そんな少女に対して、大蛇が恥ずかしそうに体をくねらせます。
「もしかして、惚気を聞かされてるのか? オレたちだって負けずに仲良しだぞ。なっ、ツバキ。……ツバキ?」
返事がないので、どうしたのかと様子を見ようとした瞬間、いつの間にか気を失っていたツバキが、メジロの体から落ちてしまいました。
「ツバキ!?」
大蛇が慌てて体を伸ばして椿を受け止めると、「……これは何だ? 強い呪いのような力を感じる」と呟きました。
「…………今、何て?」
「この妖精から、何らかの強い力を感じる。そして水の感覚がする。……これは、水神?」
「水神? ツバキは記憶を失くしてるんだ。オレたちは、その記憶を取り戻すために旅をしてるんだけど、そいつの呪いが原因なのか?」
「おそらく。……ところで、お前は?」
「えっ?」
「だから、お前のことだよ。記憶があるのか?」
「えっ? だってオレは、ただのメジロで……」
「聞いているのは、メジロの記憶ではない」
メジロが答えあぐねていると、少女が大蛇の体の上でぐったりしているツバキを抱き上げて憐れむ表情を浮かべて言いました。

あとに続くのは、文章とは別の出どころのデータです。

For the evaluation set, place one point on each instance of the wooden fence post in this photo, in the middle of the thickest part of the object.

「あきらかに、どちらの記憶も奪われているのでしょう。それなら答えられるはずがないではありませんか?」
メジロは、少女が伝えたいことを察すると力なくたずねます。
「オレたちがどっちも、その水神の呪いにかかっていることは分かったよ。でも、何も分からないし思い出せないんだよ。……どうすればいいんだ?」
「水神に会うしかない」
「だから、その水神がどこにいるんだよ?」
「分からない。……たが先ほどの水の感覚は、泉の奥底のように感じた」
「……泉?」
「太古の昔から、あらゆる生き物たちを癒し続けてきた泉だった。あれほど美しく澄んでいたのに……。人間の業は深すぎたのだ」
その言葉を聞いた時、メジロの脳裏に、以前に行ったことがある泉の姿が浮かび、ミヅハとイソラのことを思い出しました。
「……まさか」
その時でした。ツバキがゆっくりと目を覚まします。
「ごめんなさい。また気を失ってしまって……」
「……ツバキ。もしかしたら、旅を終わらせることができるかもしれない」
「……えっ?」
「さあ、行こう! 早く背中に乗ってくれ」
メジロの様子を悲しげに見つめていた少女は、戸惑うツバキを背中に乗せてあげると、「あなたたちに祝福を……」と祈りを捧げます。
やがてメジロが飛び立つと、しばらくの間、空を見つめていました。
そんな少女の様子を見ていた大蛇が、少年の姿に変わると優しく言います。
「愛しの黒姫。皆それぞれ別の物語があるだけだ。私たちに出来ることは何もない。さて、そろそろ我らも出発しよう。今度こそ誰にも邪魔をされない二人だけの安住の地を求めて……」
黒姫と呼ばれた少女は、無言で頷くと少年に抱き寄せられるまま身を任せました。